Moody’s cut its debt ratings of most of Spain’s regions Wednesday, one day after delivering a sovereign downgrade to the country, warning it still lacked a “credible” resolution to its economic crisis.

Moody’s cut the ratings of nine regions, two Basque provinces and five other government-related entities by one or two steps each, and labeled them with a negative outlook, suggesting possible future downgrade.

One region, Castile-La Mancha, was hit with a five-notch ratings cut to Baa2.

“Large financing needs alongside constrained access to long-term funding sources have forced regions to deplete their cash reserves, extensively use short-term credit lines, and expand their commercial debt obligations,” Moody’s said in a statement.

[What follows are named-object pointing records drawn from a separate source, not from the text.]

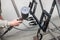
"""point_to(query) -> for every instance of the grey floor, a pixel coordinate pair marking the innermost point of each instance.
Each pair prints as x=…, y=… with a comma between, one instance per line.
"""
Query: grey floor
x=28, y=35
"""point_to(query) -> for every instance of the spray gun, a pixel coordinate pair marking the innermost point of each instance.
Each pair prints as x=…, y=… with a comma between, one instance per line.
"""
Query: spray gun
x=24, y=13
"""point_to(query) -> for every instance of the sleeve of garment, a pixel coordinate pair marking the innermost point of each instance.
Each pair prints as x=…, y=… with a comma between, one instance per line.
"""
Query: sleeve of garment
x=4, y=23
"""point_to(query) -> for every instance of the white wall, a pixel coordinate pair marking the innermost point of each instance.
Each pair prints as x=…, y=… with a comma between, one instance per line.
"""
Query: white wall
x=9, y=13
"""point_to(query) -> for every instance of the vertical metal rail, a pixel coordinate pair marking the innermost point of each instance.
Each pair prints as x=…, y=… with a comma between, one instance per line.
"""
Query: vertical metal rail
x=57, y=5
x=15, y=7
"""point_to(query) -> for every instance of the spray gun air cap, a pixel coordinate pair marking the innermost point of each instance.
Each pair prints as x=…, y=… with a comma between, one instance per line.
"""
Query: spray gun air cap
x=25, y=12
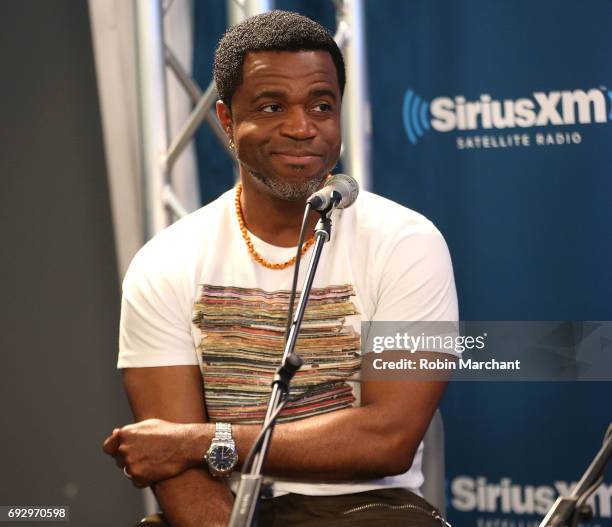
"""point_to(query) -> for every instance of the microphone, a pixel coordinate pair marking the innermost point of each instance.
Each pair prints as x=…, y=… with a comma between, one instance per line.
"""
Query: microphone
x=340, y=191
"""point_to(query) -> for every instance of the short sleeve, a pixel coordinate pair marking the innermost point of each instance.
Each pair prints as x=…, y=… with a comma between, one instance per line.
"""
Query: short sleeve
x=417, y=282
x=155, y=326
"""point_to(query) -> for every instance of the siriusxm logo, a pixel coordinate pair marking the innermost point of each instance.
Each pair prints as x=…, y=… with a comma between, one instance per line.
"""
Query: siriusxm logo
x=477, y=494
x=445, y=114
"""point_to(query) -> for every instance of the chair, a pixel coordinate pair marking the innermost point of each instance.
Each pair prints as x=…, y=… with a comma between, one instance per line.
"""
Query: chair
x=433, y=464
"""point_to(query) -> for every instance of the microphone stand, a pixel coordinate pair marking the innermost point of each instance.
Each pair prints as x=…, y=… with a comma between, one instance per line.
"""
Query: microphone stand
x=249, y=490
x=568, y=511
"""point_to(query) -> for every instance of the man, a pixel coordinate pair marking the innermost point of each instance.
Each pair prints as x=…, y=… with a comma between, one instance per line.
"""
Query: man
x=205, y=304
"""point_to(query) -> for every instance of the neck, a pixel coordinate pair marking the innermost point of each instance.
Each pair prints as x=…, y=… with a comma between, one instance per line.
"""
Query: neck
x=271, y=219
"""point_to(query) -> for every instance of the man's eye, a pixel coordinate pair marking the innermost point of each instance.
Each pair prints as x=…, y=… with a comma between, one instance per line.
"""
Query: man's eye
x=270, y=108
x=322, y=107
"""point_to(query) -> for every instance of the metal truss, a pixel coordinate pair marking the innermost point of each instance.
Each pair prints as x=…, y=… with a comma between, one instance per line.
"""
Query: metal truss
x=159, y=152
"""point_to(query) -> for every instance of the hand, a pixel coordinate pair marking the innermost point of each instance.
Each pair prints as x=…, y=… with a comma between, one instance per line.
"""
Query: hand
x=152, y=450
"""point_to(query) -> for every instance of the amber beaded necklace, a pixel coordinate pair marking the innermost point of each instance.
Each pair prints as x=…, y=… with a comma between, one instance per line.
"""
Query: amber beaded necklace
x=249, y=243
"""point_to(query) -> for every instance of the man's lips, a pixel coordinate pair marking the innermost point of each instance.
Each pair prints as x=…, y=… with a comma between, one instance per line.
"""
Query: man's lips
x=297, y=158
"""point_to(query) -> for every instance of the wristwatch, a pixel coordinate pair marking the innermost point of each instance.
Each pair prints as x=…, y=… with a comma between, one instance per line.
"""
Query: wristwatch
x=222, y=456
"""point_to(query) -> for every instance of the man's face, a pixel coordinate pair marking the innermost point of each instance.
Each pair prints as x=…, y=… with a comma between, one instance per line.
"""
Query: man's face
x=286, y=120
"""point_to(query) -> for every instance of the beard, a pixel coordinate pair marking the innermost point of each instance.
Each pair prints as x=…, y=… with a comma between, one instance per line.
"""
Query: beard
x=289, y=190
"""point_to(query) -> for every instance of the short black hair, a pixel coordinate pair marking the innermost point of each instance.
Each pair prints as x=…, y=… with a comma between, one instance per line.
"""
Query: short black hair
x=271, y=31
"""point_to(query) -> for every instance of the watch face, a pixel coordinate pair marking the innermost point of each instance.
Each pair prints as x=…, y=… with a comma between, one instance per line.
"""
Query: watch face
x=222, y=457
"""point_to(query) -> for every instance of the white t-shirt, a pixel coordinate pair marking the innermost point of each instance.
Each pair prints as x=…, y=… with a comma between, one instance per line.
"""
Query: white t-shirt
x=194, y=295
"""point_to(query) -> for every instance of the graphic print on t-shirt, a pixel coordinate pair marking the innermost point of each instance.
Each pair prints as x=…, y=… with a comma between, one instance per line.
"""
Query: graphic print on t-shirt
x=243, y=341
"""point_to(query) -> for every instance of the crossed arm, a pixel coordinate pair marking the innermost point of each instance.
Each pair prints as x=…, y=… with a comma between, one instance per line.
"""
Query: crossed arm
x=165, y=447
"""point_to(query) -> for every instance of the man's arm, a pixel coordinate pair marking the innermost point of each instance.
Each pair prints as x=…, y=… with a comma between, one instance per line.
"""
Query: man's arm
x=173, y=393
x=377, y=439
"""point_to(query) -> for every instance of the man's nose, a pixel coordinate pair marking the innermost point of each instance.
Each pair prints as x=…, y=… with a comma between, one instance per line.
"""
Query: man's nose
x=298, y=124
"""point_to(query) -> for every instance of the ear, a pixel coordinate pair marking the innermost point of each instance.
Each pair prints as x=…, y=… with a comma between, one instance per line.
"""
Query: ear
x=224, y=114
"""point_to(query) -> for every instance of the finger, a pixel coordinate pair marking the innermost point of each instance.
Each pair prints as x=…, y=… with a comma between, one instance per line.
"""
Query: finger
x=111, y=444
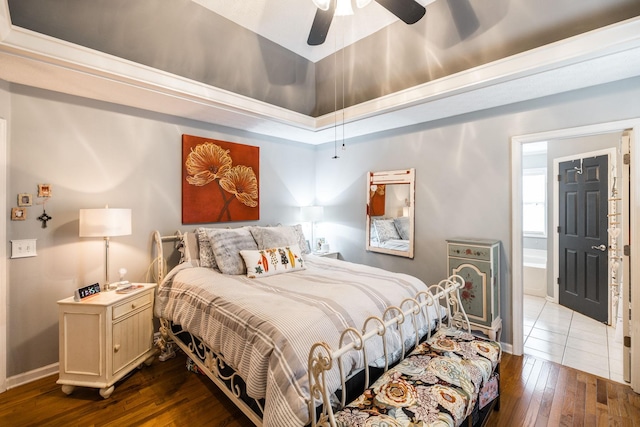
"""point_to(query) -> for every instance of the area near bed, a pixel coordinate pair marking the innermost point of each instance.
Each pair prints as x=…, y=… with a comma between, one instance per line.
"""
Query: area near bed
x=263, y=327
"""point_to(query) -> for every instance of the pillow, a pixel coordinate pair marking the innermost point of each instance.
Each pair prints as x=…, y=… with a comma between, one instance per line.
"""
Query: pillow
x=273, y=237
x=386, y=230
x=206, y=253
x=294, y=234
x=303, y=244
x=189, y=249
x=227, y=244
x=268, y=262
x=402, y=225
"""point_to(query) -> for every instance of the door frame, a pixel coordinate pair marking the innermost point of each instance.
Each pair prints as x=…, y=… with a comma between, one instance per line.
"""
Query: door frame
x=516, y=227
x=613, y=161
x=3, y=257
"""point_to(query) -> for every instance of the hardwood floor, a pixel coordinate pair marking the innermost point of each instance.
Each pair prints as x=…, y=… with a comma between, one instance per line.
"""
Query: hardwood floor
x=534, y=392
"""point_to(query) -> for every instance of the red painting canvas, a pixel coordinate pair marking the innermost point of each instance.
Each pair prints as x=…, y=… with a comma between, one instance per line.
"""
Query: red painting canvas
x=220, y=181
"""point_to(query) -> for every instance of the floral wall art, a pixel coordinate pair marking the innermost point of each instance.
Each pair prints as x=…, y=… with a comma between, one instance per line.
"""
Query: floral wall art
x=220, y=181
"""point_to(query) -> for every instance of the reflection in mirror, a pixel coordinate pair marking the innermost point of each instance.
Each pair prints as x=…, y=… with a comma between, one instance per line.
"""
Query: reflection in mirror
x=390, y=212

It also cited persistent budget shortfalls “due to the regions’ difficulty in reining in their cost bases significantly.”

Castile-La Mancha’s sharper downgrade came based on recent disclosures that put the large central-Spain region’s finances “incompatible with an investment-grade rating.”

Moody’s cited “the emergence of unexpectedly large deficits and commercial liabilities following a recent audit of its accounts.”

Earlier Wednesday Spain’s Treasury challenged the sovereign downgrade, saying in a letter to investors the downgrade “may be motivated more by a short-term reaction to negative news about the eurozone debt markets” than by long-term fundamentals.

“The nation’s significant deleveraging has significantly reduced its external financing needs,” the Treasury said. “The Spanish government remains committed to fiscal consolidation and structural reform.”